I want so much to share my experiences with adoptive parents in order to help them be better parents to their adopted children. However, it is difficult to share my experiences and open myself up to harsh reactions. It is tiresome to have to justify my right to my opinions. It is tiresome to have to say “yes, I love my parents” or “yes, I am a productive, well-adjusted, stable individual” before my voice will be heard. Many adoptive parents say they want to hear what adult adoptees have to say but I often find that not to be true. I often feel that I “over share.” I sometimes say things that make adoptive parents uncomfortable. I say things they don’t want to hear.

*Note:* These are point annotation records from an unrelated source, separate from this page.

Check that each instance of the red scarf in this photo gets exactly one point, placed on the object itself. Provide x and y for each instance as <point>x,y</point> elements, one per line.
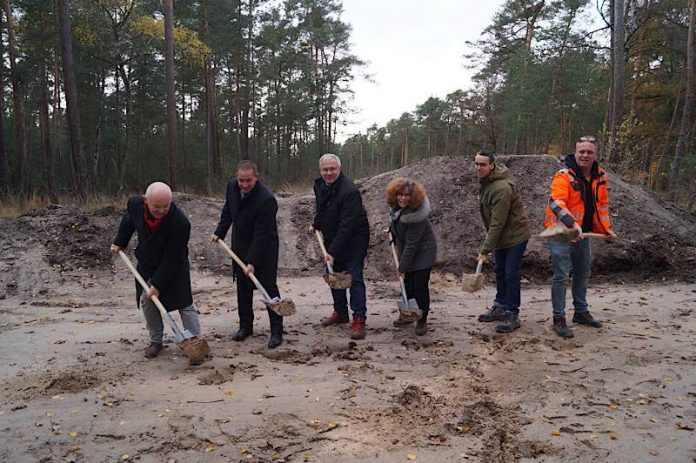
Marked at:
<point>151,222</point>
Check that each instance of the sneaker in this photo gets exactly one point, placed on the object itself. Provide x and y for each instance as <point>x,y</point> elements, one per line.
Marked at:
<point>153,350</point>
<point>357,328</point>
<point>511,323</point>
<point>334,319</point>
<point>421,328</point>
<point>561,329</point>
<point>400,322</point>
<point>585,318</point>
<point>495,314</point>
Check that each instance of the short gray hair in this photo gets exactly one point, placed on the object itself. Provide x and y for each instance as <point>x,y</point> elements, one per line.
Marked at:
<point>158,188</point>
<point>330,156</point>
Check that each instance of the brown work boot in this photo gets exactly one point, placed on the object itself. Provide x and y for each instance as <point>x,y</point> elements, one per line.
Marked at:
<point>334,319</point>
<point>560,327</point>
<point>357,328</point>
<point>585,318</point>
<point>153,350</point>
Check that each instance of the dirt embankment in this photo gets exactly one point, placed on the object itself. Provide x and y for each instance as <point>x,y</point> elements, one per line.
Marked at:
<point>40,247</point>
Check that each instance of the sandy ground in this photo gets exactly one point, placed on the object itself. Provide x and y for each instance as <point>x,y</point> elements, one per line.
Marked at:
<point>76,387</point>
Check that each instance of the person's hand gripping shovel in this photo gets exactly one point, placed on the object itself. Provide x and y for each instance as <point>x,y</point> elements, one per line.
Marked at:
<point>408,308</point>
<point>472,283</point>
<point>283,307</point>
<point>335,280</point>
<point>195,348</point>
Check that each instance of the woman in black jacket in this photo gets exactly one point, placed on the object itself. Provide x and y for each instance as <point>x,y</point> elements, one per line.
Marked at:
<point>414,238</point>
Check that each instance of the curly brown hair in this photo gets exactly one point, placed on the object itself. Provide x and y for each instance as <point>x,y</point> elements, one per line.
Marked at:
<point>399,184</point>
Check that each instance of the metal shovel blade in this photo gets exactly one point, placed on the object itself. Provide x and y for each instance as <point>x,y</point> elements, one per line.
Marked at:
<point>409,310</point>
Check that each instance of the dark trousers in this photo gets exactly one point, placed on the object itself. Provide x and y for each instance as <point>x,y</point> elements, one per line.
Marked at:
<point>358,296</point>
<point>507,277</point>
<point>417,287</point>
<point>245,306</point>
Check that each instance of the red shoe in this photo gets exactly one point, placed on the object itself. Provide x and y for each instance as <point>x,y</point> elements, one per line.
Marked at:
<point>334,318</point>
<point>357,328</point>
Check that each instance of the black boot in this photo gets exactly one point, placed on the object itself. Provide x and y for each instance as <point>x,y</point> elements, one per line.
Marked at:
<point>560,327</point>
<point>495,314</point>
<point>243,333</point>
<point>585,318</point>
<point>511,323</point>
<point>422,325</point>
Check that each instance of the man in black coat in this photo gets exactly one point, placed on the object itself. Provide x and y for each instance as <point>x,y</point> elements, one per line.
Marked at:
<point>162,253</point>
<point>250,208</point>
<point>342,219</point>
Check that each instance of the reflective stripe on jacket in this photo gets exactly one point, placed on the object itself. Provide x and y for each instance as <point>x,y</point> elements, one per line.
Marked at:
<point>566,204</point>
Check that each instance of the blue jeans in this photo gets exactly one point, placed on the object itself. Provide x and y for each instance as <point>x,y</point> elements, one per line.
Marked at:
<point>358,298</point>
<point>569,260</point>
<point>507,277</point>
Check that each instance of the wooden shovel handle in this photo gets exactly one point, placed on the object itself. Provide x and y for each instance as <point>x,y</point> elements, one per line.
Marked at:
<point>142,282</point>
<point>320,238</point>
<point>595,235</point>
<point>393,248</point>
<point>253,278</point>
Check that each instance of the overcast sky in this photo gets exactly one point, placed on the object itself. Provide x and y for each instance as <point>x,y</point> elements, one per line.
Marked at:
<point>414,50</point>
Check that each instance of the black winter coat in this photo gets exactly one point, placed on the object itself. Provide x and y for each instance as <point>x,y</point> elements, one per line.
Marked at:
<point>162,255</point>
<point>342,219</point>
<point>254,231</point>
<point>414,237</point>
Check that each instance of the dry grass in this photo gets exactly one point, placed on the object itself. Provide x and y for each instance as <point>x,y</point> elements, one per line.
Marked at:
<point>14,207</point>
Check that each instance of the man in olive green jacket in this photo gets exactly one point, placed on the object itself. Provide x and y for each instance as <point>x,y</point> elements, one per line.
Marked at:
<point>507,233</point>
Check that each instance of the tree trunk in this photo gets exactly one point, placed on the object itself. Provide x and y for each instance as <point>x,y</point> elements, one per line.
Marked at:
<point>211,142</point>
<point>3,171</point>
<point>20,145</point>
<point>170,90</point>
<point>686,110</point>
<point>618,79</point>
<point>76,149</point>
<point>48,186</point>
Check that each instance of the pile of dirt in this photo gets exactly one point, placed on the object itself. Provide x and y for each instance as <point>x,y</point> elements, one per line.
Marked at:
<point>46,243</point>
<point>652,235</point>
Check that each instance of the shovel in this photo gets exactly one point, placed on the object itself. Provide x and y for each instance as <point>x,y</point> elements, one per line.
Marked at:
<point>408,308</point>
<point>336,280</point>
<point>195,348</point>
<point>562,233</point>
<point>472,283</point>
<point>284,307</point>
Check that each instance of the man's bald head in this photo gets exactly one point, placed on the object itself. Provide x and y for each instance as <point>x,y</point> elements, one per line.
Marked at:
<point>159,199</point>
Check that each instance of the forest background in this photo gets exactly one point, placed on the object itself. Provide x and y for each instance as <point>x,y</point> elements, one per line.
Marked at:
<point>100,97</point>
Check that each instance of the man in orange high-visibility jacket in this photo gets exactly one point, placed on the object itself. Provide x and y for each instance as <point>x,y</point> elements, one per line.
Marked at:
<point>578,200</point>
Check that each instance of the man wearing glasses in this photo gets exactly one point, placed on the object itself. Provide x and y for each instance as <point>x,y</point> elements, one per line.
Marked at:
<point>342,219</point>
<point>578,200</point>
<point>507,234</point>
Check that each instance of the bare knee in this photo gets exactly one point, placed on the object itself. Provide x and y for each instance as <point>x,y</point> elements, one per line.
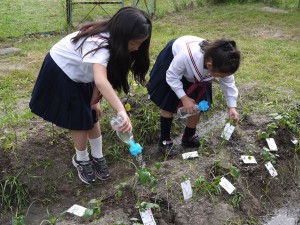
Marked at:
<point>166,114</point>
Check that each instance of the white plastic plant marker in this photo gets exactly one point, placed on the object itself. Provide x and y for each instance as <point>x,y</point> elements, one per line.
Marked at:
<point>224,183</point>
<point>77,210</point>
<point>147,217</point>
<point>271,169</point>
<point>187,189</point>
<point>272,144</point>
<point>227,132</point>
<point>190,155</point>
<point>247,159</point>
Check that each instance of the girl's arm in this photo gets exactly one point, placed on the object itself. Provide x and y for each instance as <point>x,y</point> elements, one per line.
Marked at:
<point>105,88</point>
<point>96,96</point>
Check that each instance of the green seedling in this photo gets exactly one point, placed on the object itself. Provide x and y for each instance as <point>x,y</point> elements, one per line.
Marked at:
<point>119,187</point>
<point>236,199</point>
<point>94,209</point>
<point>202,185</point>
<point>147,205</point>
<point>146,177</point>
<point>13,193</point>
<point>232,122</point>
<point>268,156</point>
<point>288,119</point>
<point>234,171</point>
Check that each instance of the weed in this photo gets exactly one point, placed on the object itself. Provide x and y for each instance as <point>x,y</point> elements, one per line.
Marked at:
<point>147,177</point>
<point>146,205</point>
<point>52,219</point>
<point>13,193</point>
<point>18,219</point>
<point>268,156</point>
<point>201,184</point>
<point>288,119</point>
<point>94,209</point>
<point>270,131</point>
<point>236,199</point>
<point>234,172</point>
<point>118,187</point>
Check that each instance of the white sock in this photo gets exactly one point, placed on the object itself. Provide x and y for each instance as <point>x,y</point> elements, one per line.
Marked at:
<point>82,155</point>
<point>96,147</point>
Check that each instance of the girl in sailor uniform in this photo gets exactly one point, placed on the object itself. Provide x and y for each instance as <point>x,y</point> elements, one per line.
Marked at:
<point>182,75</point>
<point>85,65</point>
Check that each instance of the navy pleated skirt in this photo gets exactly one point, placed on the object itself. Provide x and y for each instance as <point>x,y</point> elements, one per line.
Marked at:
<point>159,90</point>
<point>59,100</point>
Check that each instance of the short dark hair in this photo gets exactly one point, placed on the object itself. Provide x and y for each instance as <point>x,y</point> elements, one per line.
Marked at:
<point>224,55</point>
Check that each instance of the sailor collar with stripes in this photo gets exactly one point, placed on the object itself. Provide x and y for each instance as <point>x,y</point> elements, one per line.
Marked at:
<point>196,61</point>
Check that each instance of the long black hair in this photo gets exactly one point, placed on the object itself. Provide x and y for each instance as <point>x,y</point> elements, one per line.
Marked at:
<point>129,23</point>
<point>223,53</point>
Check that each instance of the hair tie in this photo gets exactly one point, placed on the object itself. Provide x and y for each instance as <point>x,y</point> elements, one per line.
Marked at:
<point>227,47</point>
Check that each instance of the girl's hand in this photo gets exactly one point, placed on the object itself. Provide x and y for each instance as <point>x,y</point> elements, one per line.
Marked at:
<point>126,127</point>
<point>96,108</point>
<point>189,104</point>
<point>233,115</point>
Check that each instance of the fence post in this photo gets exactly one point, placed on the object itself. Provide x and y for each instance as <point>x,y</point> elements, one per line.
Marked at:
<point>69,11</point>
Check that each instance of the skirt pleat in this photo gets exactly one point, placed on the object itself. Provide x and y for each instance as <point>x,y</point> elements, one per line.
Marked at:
<point>59,100</point>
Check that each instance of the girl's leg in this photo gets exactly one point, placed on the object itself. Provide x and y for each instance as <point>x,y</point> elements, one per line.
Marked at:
<point>166,119</point>
<point>81,160</point>
<point>166,146</point>
<point>190,138</point>
<point>95,140</point>
<point>80,143</point>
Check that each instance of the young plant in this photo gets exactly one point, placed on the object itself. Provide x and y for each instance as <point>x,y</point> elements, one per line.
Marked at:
<point>268,156</point>
<point>147,177</point>
<point>13,193</point>
<point>202,185</point>
<point>236,199</point>
<point>270,131</point>
<point>143,206</point>
<point>118,187</point>
<point>234,172</point>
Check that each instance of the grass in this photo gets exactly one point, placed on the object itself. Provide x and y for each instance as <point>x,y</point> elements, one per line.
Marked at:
<point>268,77</point>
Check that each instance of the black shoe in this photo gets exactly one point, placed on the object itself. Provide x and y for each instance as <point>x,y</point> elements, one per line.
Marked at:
<point>101,168</point>
<point>85,170</point>
<point>167,148</point>
<point>190,142</point>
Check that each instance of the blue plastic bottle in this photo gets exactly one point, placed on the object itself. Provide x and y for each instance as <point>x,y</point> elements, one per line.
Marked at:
<point>201,106</point>
<point>135,148</point>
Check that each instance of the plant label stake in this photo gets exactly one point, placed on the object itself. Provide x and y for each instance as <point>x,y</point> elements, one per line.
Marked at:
<point>271,169</point>
<point>147,217</point>
<point>272,144</point>
<point>224,183</point>
<point>77,210</point>
<point>186,189</point>
<point>227,132</point>
<point>248,159</point>
<point>189,155</point>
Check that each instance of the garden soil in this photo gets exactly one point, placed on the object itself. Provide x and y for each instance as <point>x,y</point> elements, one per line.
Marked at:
<point>54,187</point>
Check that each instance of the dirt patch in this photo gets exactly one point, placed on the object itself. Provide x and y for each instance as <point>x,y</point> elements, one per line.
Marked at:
<point>44,164</point>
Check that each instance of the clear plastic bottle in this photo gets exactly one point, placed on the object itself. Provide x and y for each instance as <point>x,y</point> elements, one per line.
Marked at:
<point>201,106</point>
<point>135,148</point>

I also struggle with not saying enough. I find that as I write this blog I want to be more assertive, more direct, and yet I worry about coming across too angry, too confrontational. I’m not sure I’ll ever find a happy medium. I often feel my decision to talk about the mistakes my parents made is seen as sour grapes or the comments of an ungrateful child. They are not. I stress over and over that I am very close with my parents. We have a wonderful relationship. However, that doesn’t mean there aren’t fundamental parts of my childhood that I believe could have been better. My parents could have handled my adoption issues, specifically my transracial adoption issues, much better. Has it been easy for my parents to hear or read my criticisms? Of course not. But they also fully support me in knowing myself and growing to be a better person. And when it comes to examining issues of adoptive parenting they fully support facing the tough issues and rehashing some of their parental decisions. If it helps today’s parents be better prepared or more aware of the nuances of parenting an adopted child they are willing to put their “dirty laundry” out there.
My mom has told me many times over the years that they “did the best they could.” I believe that is mostly true. My parents didn’t have the luxury of discussion lists on the internet, support groups, culture camps or countless books on (transracial) adoption issues. They didn’t participate in or read empirical research studies or watch documentaries on adoption….because they didn’t exist at that time. They DO exist now. Adoptive parents can no longer use the excuses “we didn’t know” or “no one told us.” All the information is out there and available. But it takes parents who are open and willing to confront the hard issues to effectively parent their adopted child.
Are you dismissing the wisdom of adoptees that have walked this complicated path before because it makes you uncomfortable? Are you confronting the true needs of your adopted child and providing them the most informed parenting possible? I truly hope so.